Morning did not look different.
That felt wrong.
Kael had expected the sky to crack, or the shields to flicker in some visible way, or at least for the city's noise to change. Instead the world outside the depot sounded exactly as it always had.
Air traffic. Distant construction. Vendors shouting in market alleys.
Normal.
Inside, nothing was.
Taro had tuned one of the scavenged screens to a low‑tier civic channel, the kind that usually ran lifestyle pieces and soft interviews about new shield tech.
Today it ran a panel.
Three guests. One host. The footage in the corner of the screen, blurred but still unmistakable.
"…we cannot verify the authenticity of these clips," the host said for the third time in ten minutes, "but if they are genuine, what does this mean for public trust in the Order's containment policies?"
A "security consultant" answered with practiced calm.
"It means we have to remember context," he said. "Extremists manipulate information. The Order faces threats most civilians never see. Sometimes procedures look harsh from the outside, but they are necessary."
Rin watched from a shadowed corner, mug cradled in both hands like an anchor.
"What does it take," she asked quietly, "for them to say the word torture."
Aiden stood near the wall, arms folded lightly so he would not tug his ribs.
"They are trying not to be first," he said. "No one wants to go on record until they know which way the wind is really blowing."
Kael snorted.
"The wind is screaming," he said. "They just closed the windows."
On screen, the third guest spoke up.
She was a doctor, according to the caption. In a previous segment she had talked about trauma in children after shield failures.
"This is not about context," she said, voice steady. "If these images are real, we are looking at sustained, deliberate infliction of pain on restrained subjects. There is a word for that. We avoid it because it makes us responsible for responding."
The host shifted in his seat.
"Let us not jump to conclusions," he said quickly.

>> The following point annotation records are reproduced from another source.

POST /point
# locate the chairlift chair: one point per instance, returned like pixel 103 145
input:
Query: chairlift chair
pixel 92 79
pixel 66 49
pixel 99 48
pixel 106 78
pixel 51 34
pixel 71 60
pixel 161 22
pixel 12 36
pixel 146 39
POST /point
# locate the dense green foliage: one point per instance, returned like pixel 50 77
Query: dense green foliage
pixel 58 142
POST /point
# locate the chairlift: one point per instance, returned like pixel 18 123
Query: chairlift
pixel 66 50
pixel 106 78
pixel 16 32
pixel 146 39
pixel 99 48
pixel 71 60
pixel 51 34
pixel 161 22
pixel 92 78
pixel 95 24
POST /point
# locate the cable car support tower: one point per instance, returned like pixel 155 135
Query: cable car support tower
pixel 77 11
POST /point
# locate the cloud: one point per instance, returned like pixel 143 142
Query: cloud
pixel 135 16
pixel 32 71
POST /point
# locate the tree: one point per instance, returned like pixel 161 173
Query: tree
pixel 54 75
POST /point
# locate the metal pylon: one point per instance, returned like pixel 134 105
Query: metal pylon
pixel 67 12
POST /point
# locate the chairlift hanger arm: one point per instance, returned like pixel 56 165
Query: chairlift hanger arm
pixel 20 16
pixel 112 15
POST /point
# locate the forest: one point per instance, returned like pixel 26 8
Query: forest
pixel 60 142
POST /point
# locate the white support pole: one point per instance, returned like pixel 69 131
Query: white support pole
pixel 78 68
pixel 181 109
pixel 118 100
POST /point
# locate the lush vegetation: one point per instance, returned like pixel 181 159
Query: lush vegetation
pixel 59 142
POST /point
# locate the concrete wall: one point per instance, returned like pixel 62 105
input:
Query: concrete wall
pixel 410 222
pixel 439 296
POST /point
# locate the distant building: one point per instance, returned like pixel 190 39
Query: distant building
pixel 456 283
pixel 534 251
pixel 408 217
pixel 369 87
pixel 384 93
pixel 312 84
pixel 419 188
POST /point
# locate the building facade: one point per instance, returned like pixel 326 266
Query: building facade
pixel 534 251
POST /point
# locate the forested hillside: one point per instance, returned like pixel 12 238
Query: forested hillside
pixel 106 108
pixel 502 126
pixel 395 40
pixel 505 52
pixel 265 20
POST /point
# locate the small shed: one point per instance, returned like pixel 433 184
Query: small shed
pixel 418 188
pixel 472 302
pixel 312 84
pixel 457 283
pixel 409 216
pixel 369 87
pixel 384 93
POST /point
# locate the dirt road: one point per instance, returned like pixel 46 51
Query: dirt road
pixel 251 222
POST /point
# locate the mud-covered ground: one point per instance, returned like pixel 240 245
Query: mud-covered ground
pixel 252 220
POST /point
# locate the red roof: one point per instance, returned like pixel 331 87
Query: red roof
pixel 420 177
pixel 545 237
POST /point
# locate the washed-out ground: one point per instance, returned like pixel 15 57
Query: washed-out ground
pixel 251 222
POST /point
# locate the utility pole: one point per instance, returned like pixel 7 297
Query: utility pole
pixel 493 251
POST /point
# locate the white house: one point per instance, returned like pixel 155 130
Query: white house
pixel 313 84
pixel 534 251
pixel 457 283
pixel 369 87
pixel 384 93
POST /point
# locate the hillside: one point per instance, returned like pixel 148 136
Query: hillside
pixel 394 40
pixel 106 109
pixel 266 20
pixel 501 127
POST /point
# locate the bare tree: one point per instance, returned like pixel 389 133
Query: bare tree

"Why not," the doctor asked. "They did."
Taro choked on his drink.
"Oh, she is going to lose her license by noon," he said. "I love her."
Kael could not help the small, fierce smile.
"Clip that," he told Taro. "Mirror it everywhere."
"Already on it," Taro said.
He was pale with exhaustion, but his hands moved with mechanical precision over the relay console.
"Some community nets are running with the footage," he added. "Neighborhood councils. Street med groups. People who see Deviants as patients instead of risks."
"And the Board," Aiden asked.
"They are busy pretending this is both nothing and an unforgivable crime at the same time," Taro said. "Hard job."
The door alarm clicked softly.
Everyone in the room went still.
Kael's power surged on reflex, a faint spark crawling over his fingers.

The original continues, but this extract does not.